Colombo Telegraph

Judges Met Mahinda At Night

By Suranimala Umagiliya

Former President Mahinda Rajapaksa, speaking at a public function last week was in a sombre mood, as witnessed in the telecast on News First. He was as usual griping away over the court cases that were to come up against the family. Mahinda went on to charge that Ministers gathered at night to decide on cases against him and his family members. He stated they were forcing the Attorney General to forward indictments to the Chief Justice. That is rich coming from the former President who treated the judiciary and the Attorney Generals Department like his domestic servants. Has he forgotten that high officials of the Judiciary as well as the Attorney General’s Department were appointed by him during his Presidency? Has he conveniently omitted to state that Independent Commissions are in place to appoint such persons after the Yahapalanaya Government came to office?

I am reminded of an article that was published in The Colombo Telegraph by it’s Editor Uvindu Kurukulasuriya many moons ago which has relevance. I produce a section of his article,

“I am reminded of my own experience of the then burgeoning signs of absolute impunity that I saw when I met Sri Lanka’s President Mahinda Rajapaksa in 2008. I was meeting him as the Convenor of the Free Media Movement. We were not alone. Other members of his then cabinet were present. After a cordial conversation the President rose from his chair, saying, “Have some dinner before you go.

“one more issue” I said.

“What?” asked the President.

“Tissainayagam’s issue”, I said.

“Oh that. I want to free Tissainayagam. His wife had sent a message through Mangala Moonesinghe”, said the President with a smile on his face.

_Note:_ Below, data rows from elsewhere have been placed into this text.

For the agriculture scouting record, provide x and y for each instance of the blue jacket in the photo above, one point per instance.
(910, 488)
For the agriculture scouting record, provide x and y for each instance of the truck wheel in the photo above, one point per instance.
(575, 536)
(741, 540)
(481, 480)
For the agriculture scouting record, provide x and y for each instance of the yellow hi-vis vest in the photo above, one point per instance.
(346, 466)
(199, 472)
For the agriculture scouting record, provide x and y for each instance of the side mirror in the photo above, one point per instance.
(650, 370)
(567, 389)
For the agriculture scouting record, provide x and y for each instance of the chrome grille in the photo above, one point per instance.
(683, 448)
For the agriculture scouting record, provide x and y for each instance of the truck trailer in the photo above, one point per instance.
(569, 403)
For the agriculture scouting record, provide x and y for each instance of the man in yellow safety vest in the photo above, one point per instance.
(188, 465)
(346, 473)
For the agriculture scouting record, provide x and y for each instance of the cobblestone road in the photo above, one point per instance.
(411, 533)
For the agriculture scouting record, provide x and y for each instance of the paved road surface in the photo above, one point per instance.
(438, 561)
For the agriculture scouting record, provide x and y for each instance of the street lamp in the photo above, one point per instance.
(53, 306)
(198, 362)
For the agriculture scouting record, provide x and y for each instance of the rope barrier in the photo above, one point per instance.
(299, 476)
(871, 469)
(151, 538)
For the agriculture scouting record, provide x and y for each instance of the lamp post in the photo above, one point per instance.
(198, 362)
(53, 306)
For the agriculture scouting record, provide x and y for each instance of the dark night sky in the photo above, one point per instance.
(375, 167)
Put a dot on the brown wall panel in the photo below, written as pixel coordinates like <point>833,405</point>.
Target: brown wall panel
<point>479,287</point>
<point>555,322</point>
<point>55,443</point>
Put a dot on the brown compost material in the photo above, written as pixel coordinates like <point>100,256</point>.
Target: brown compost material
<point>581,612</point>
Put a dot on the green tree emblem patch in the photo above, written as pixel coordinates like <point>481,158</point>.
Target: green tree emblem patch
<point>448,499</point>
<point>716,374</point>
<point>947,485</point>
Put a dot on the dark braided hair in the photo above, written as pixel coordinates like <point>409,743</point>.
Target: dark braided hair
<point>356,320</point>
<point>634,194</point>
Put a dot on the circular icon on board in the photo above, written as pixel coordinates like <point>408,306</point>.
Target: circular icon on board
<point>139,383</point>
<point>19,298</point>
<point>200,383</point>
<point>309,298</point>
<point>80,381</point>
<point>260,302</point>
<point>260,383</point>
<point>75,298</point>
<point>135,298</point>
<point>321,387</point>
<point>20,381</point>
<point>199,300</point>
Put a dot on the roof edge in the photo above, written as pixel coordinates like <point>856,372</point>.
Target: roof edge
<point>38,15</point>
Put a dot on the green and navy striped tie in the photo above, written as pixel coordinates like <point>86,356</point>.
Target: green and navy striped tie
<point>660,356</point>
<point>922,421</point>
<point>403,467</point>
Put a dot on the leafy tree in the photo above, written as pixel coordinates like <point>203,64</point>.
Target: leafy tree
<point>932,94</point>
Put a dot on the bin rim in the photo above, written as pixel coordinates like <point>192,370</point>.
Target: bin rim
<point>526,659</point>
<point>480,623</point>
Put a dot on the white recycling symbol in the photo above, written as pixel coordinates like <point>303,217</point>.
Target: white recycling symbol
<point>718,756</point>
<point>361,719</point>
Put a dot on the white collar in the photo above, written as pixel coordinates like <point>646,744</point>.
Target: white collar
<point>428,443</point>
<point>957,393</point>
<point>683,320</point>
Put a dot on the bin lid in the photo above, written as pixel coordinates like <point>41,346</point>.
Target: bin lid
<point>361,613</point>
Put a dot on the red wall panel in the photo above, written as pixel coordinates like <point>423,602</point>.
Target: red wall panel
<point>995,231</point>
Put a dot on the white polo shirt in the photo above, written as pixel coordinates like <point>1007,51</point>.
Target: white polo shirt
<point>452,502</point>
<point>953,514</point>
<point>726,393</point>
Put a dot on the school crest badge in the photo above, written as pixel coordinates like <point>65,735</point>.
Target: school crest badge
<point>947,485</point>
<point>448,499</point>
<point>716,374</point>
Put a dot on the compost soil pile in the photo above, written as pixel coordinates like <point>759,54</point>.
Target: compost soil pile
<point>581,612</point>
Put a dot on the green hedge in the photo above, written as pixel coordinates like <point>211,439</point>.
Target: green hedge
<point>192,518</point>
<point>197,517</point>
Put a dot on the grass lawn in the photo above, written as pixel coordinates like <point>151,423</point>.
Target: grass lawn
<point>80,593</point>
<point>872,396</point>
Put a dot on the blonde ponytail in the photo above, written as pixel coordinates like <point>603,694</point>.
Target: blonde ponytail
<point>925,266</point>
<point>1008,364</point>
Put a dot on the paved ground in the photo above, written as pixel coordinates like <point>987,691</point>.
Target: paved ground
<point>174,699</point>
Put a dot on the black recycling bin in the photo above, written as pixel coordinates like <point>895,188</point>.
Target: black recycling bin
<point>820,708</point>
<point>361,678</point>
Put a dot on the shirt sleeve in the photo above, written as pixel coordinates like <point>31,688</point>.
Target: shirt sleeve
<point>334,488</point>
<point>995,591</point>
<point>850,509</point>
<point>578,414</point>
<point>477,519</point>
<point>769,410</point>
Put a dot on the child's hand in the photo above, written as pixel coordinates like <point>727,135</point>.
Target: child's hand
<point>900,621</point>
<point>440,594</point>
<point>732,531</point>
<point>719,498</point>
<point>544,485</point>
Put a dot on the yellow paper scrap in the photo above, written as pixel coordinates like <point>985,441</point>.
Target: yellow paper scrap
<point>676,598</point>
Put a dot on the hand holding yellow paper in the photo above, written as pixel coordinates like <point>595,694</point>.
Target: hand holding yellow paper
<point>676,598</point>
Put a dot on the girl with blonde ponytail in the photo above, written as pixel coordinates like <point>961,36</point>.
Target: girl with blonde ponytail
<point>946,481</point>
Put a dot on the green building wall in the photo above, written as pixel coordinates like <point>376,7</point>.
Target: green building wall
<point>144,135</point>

“Then why did you summon the Deputy Solicitors General two weeks ago and order them to file action?” I asked.

The President was visibly angered by this. He glanced at Media Minister Anura Priyadarshana Yapa and SLFP General Secretary, Minister Maithripala Sirisena, and then looked directly at me. Angrily banging his palm on the table, he said, “We can fix cases and we can free people.”

He then came near me and hit my solar plexus with a bunched fist in friendly way. “You know everything, don’t you?” he asked.

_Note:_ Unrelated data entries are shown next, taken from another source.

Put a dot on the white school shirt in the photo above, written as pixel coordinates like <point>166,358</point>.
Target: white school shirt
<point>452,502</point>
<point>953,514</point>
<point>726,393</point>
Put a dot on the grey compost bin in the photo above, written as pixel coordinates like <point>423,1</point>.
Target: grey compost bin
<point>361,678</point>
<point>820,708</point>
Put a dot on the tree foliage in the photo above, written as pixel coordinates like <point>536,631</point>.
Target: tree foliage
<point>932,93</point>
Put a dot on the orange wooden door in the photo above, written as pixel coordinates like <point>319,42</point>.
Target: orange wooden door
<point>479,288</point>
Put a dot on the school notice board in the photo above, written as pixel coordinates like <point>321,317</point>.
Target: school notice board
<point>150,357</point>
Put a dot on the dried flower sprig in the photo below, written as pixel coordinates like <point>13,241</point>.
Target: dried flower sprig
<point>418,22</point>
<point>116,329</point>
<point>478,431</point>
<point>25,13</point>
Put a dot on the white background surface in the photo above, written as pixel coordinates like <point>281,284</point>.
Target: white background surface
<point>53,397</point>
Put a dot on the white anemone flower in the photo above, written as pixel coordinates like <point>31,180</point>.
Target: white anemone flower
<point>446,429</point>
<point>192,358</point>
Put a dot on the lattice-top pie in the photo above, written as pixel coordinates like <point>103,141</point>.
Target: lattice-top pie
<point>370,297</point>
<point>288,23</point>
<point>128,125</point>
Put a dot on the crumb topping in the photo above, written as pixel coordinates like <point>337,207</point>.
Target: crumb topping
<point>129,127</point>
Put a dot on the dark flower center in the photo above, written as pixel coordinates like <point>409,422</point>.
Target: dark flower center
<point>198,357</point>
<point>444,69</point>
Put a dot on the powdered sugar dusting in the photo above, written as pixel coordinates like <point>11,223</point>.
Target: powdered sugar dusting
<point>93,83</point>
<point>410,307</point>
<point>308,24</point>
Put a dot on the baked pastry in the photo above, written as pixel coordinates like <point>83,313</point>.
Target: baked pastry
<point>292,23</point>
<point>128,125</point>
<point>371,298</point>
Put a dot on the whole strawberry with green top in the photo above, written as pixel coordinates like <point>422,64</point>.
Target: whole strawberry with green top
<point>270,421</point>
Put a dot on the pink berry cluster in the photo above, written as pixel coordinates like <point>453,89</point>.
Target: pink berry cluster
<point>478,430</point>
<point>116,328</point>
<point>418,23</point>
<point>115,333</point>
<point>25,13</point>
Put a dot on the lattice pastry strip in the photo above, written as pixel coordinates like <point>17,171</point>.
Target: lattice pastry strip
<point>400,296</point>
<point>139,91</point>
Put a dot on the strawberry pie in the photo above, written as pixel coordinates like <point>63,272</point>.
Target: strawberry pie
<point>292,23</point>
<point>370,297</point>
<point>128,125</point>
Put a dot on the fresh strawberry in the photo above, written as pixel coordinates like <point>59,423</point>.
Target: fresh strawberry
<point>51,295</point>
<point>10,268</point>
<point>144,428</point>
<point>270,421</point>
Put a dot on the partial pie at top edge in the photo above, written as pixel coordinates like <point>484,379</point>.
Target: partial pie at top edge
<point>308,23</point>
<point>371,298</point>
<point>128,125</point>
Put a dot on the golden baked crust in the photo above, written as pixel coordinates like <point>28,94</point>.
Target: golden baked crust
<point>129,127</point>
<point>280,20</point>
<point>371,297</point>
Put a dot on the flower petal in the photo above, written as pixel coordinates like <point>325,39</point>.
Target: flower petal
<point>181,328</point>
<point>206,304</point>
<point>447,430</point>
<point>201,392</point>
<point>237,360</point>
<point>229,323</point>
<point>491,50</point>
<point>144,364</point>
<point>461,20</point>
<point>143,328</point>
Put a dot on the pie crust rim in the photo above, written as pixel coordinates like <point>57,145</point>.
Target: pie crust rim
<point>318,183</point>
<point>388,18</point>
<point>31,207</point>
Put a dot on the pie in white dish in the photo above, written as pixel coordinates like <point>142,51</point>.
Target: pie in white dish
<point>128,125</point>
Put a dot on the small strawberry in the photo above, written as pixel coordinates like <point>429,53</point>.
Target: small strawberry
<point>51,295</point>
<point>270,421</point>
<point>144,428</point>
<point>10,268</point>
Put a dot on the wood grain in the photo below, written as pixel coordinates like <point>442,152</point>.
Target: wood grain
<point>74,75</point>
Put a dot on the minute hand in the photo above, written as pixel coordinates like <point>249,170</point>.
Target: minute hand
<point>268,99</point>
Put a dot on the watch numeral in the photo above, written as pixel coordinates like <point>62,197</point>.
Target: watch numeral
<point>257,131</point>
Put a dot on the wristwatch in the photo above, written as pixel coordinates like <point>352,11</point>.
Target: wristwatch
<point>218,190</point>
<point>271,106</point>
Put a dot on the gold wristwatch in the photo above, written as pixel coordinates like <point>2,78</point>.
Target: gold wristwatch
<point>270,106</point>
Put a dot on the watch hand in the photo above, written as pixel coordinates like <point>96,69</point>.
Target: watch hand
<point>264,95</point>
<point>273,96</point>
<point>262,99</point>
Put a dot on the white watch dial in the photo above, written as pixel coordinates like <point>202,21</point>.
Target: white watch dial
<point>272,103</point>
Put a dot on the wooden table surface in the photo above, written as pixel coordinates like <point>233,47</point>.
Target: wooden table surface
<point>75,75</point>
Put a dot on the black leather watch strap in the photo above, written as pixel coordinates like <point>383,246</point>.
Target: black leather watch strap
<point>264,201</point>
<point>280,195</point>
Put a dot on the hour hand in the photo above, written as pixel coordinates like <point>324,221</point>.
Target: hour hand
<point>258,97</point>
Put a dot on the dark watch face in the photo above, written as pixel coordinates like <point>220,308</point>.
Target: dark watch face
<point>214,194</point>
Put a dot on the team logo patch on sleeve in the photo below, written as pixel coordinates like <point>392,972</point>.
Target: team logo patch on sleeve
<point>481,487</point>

The above conversation took place in mid September 2008, when we met with him. The president of the Sri Lanka Working Journalists’ Association, Sanath Balasuriya, and it’s secretary, Poddala Jayantha, accompanied me as the convenor of the Free Media Movement to this meeting with President Rajapaksa.

You know everything, don’t you?

What was the story President Rajapaksa had tried to cover-up?

This was it. President Mahinda Rajapaksa had summoned the Deputy Solicitors General from the Attorney General’s Department for a meeting in third week of August 2008. He was impatient with the Department’s lack of success in securing convictions of ‘suspects’ detained by the Police. One was the case of Mawbima journalist Parameswary Munusamy arrested on suspicion of aiding the LTTE and released for the lack of evidence.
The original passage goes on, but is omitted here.